Gusang Lee¹, Won Joon Yun¹, Soyi Jung², Joongheon Kim¹, Jae-Hyun Kim²
Korea University¹, Ajou University²
This demo abstract presents the visualization of deep reinforcement learning (DRL)-based autonomous aerial mobility simulations. In order to implement the software, Unity-RL is used and additional buildings are introduced for urban environment. On top of the implementation, DRL algorithms are used and we confirm it works well in terms of trajectory and 3D visualization.
Introduction
As a major part of beyond 5G (B5G) or 6G network scenarios, autonomous urban aerial mobility (UAM) systems are widely and actively discussed by industry and academia [1]. Based on these huge interests, many research contributions are available nowadays in terms of UAM trajectory optimization [2], energy-efficient operations [3], and so forth.
The trajectory optimization and energy-efficient operations fundamentally control the mobility of autonomous UAM systems.

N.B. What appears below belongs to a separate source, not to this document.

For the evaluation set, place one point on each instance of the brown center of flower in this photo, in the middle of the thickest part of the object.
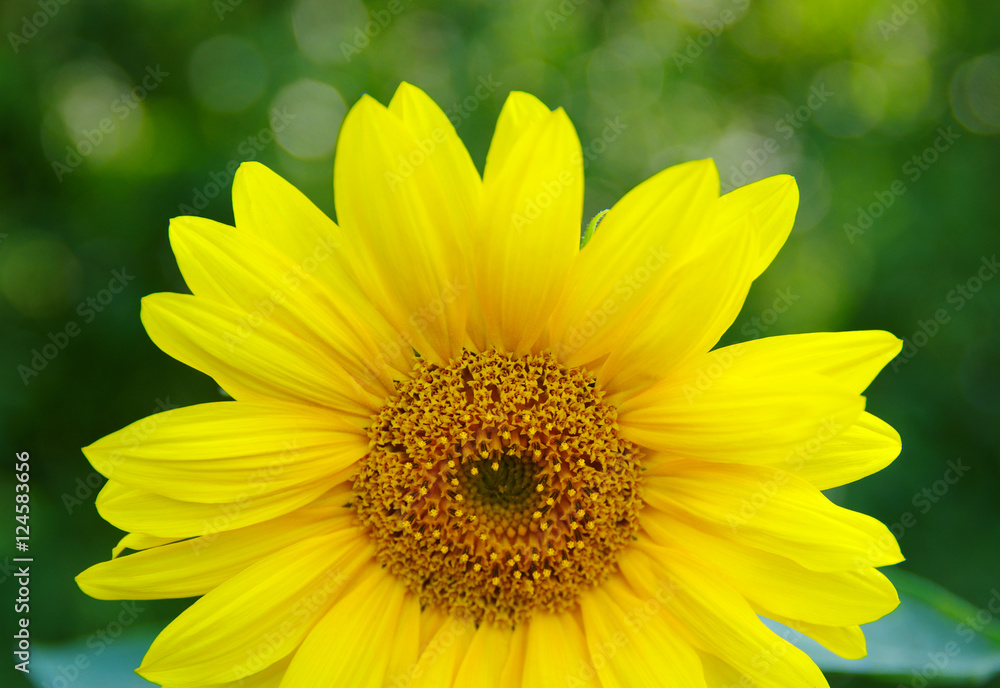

Therefore, conducting visual simulations with the proposed learning-based trajectory optimization and energy-efficient operation algorithms is essentially required in order to intuitively understand the behaviors of the UAM algorithms.
In addition, the most of trajectory optimization algorithms are designed via deep reinforcement learning (DRL) because DRL algorithms are fundamentally for sequential stochastic decision making in order to maximize cumulative expected rewards. Therefore, the UAM simulations should efficiently identify the DRL-based autonomous UAM flying trajectories and operations, and thus, it is obvious that visual representation of the UAM simulations is helpful for intuitive understanding the algorithms.
In this paper, we implement our own 3D visualization software platform which is for simulating DRL-based autonomous trajectory control using Unity. In order to conduct more precise simulations, we added buildings for urban environment because we assume urban aerial mobility for providing smart city services such as surveillance and flexible mobile access.
Unity Implementation and 3D Visualization
Unity Implementation
Fig. 1: Software architecture for learning environment.
Fig. 1 illustrates the system architecture for conducting DRL in Unity environment. With Unity API, it is possible to model the environment, dynamic models and features, DRL elements (i.e., states, actions, transitions, and rewards), and these are named to Asset in Unity.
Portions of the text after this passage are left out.